Election special: A new type of business for a new decade?

6 December 2019

By John Dudding

4 minute read

Ahead of the election we take a look at what it might mean in CPP’s key policy areas. First up is business where, whatever way we cut it, disruption to the status quo is coming in the 2020s.

Perhaps because of Brexit, perhaps in spite of it, this election could have the biggest implications for our approach to business in a generation. The Tories avoid challenging the business status-quo in the knowledge that Brexit will be disruptive enough. The Lib Dems hint at radical policies that sit uncomfortably under a “Lib Dems = Remain = pro-business” headline. Labour, perhaps to push Brexit down the running order, are proposing the most dramatic shift in attitudes to big business since Thatcher.

On the Conservative side, Johnson’s 2019 manifesto marks a clear retreat from the business interventionism of Theresa May’s in 2017. The words “industrial strategy” disappear altogether. Where business is mentioned, it is to be “supported” or “encouraged”. The only encroachment on laissez-faire will be “powers to tackle consumer rip-offs”, rules to protect customers, suppliers and pensions in insolvency and a Digital Service Tax.
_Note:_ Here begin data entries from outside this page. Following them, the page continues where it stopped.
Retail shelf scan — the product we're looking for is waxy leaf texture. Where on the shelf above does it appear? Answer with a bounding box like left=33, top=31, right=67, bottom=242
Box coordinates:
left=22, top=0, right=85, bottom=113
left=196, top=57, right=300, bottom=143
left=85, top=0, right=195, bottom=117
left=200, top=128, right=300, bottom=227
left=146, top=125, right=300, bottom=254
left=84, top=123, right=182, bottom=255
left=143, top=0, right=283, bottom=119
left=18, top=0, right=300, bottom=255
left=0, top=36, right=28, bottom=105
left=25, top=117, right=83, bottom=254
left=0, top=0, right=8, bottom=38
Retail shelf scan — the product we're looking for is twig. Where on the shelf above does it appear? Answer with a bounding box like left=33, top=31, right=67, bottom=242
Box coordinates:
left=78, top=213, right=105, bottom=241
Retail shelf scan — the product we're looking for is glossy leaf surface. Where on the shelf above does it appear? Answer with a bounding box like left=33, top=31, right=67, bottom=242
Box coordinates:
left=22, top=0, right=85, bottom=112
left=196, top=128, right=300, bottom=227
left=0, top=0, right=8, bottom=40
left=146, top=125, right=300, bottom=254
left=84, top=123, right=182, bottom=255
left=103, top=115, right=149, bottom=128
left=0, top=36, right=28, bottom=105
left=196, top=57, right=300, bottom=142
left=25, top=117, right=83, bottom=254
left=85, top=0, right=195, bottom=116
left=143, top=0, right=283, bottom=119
Labour’s manifesto is far from laissez-faire. It is couched in aggressive language (“corporate greed”, “wanton corporate destruction”) and has an impressive barrage of policies to back this up. Amongst these there is a tension between the old and the new. Labour’s manifesto on business is dominated by the conventional narrative: government, trade unions and others need to constrain business to ensure that wider society shares in the rewards that accrue to its capitalist owners. Nationalisation is the headline example of a return to pre-Thatcher policy, and there is also a public interest test for takeovers (previously scrapped under New Labour) and a repealing of anti-trade union legislation. Newer proposals – a 32-hour week, a higher minimum wage, and banning zero-hour contracts - also fit this ‘constrain business’ framework.

But Labour’s manifesto also touches on a different, more radical idea: that the nature of business itself can be changed so that it delivers wider societal benefit directly, rather than having to be externally constrained into doing so. The Lib Dems also put forward policies that depend on this idea. Both parties want to rewrite company law so that boards – who control businesses – have objectives beyond the interests of their owners, to place workers alongside shareholder appointees on these boards and, in the Lib Dem case, to encourage forms of incorporation that are not solely centred around profit-making.

These proposals reflect a growing momentum behind redefining the role business plays in society to move away from the shareholder maximisation model that has characterised the last four decades towards a model where firms are set up to deliver a wider range of interests. This narrative shift has already been accepted in parts of the business world, for example by the Business Roundtable in the US, or by the FT in the UK, but the policy practice to achieve it is far from being agreed.

Colin Mayer sets out his new vision for business at the CPP Inclusive Growth conference 2019, with Sue Garrard, Neil Carberry and Andrew Hill

Our recent conference tackled this head-on. Colin Mayer, one of the leading academics in the field, set out his vision for embedding purpose into corporations, whilst Sue Garrard and Neil Carberry brought their experience to explore how this could mesh with the realities of business today - recent CPP research on employment practice in big UK business showed significant variations in those realities . A common theme across the speakers was the need to embed a long term perspective into the controlling rules or ownership structure of the company.

Next year CPP will build on this to question what the new social contact for business could look like and how this will deliver inclusive growth. What are current expectations of the roles business should play? How do these differ between business leaders, consumers and government and how do expectations match reality – both in law and in practice? What are the differing roles of big and small business? And then, what are the new models for how business could operate? What policy is needed to implement them and what would be their implications? Would they deliver inclusive growth?